Si toute vérité morale n’est qu’un moyen d’accroître ou d’assurer le bonheur du plus grand nombre, et si l’objet de tout gouvernement est la félicité publique, point de vérité morale dont la publication ne soit desirable (8). Toute diversité d’opinions à ce sujet tient à la signification incertaine du mot gouvernement. Qu’est-ce qu’un gouvernement ? l’assemblage de lois ou de conventions faites entre les citoyens d’une même nation. Or, ces lois et conventions sont ou contraires ou conformes à l’intérêt général. Il n’est donc que deux formes de gouvernement, l’une bonne, l’autre mauvaise : c’est à ces deux especes que je les réduis toutes. Or, dans l’assemblage des conventions qui les constituent, dire qu’on ne peut changer les lois nuisibles à la nation, que de telles lois sont sacrées, qu’elles ne peuvent être légitimement réformées, c’est dire qu’on ne peut changer le régime contraire à sa santé ; qu’affligé d’une plaie, c’est un crime de la nettoyer ; qu’il faut la laisser tomber en gangrene (9).

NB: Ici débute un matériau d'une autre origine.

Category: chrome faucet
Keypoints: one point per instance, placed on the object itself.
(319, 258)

Au reste, si tout gouvernement, de quelque nature qu’il soit, ne peut se proposer d’autre objet que le bonheur du plus grand nombre des citoyens, tout ce qui tend à les rendre heureux ne peut être contraire à sa constitution (10). Celui-là seul doit s’opposer à toute réforme utile à l’état, qui fonde sa grandeur sur l’avilissement de ses compatriotes, sur le malheur de ses semblables, et qui veut usurper sur eux un pouvoir arbitraire. Quant au citoyen honnête, à l’homme ami de la vérité et de sa patrie, il ne peut avoir d’intérêt contraire à l’intérêt national. Est-on heureux du bonheur de l’empire, et glorieux de sa gloire ? on desire la correction de tous les abus. On sait qu’on n’anéantit point une science lorsqu’on la perfectionne, et qu’on ne détruit point un gouvernement lorsqu’on le réforme.

Supposons qu’en Portugal l’on respectât davantage la propriété des biens, de la vie et de la liberté des sujets, le gouvernement en seroit-il moins monarchique ? Supposons qu’en ce pays l’on supprimât l’inquisition et les lettres de cachet, qu’on limitât l’excessive autorité de certaines places, auroit-on changé la forme du gouvernement ? non ; l’on en auroit seulement corrigé les abus. Quel monarque vertueux ne se prêteroit point à cette réforme ? Compare-t-on les rois de l’Europe à ces stupides sultans de l’Asie, à ces vampires qui sucent le sang de leurs sujets, et que toute contradiction révolte ? soupçonner son prince d’adopter les principes d’un despotisme oriental, c’est lui faire l’injure la plus atroce. Un souverain éclairé ne regarda jamais le pouvoir arbitraire, soit d’un seul, tel qu’il existe en Turquie, soit de plusieurs, tel qu’il existe en Pologne, comme la constitution réelle d’un état. Honorer de ce titre un despotisme cruel, c’est donner le nom de gouvernement à une confédération de voleurs (11), qui, sous la banniere d’un seul ou de plusieurs, ravagent les provinces qu’ils habitent.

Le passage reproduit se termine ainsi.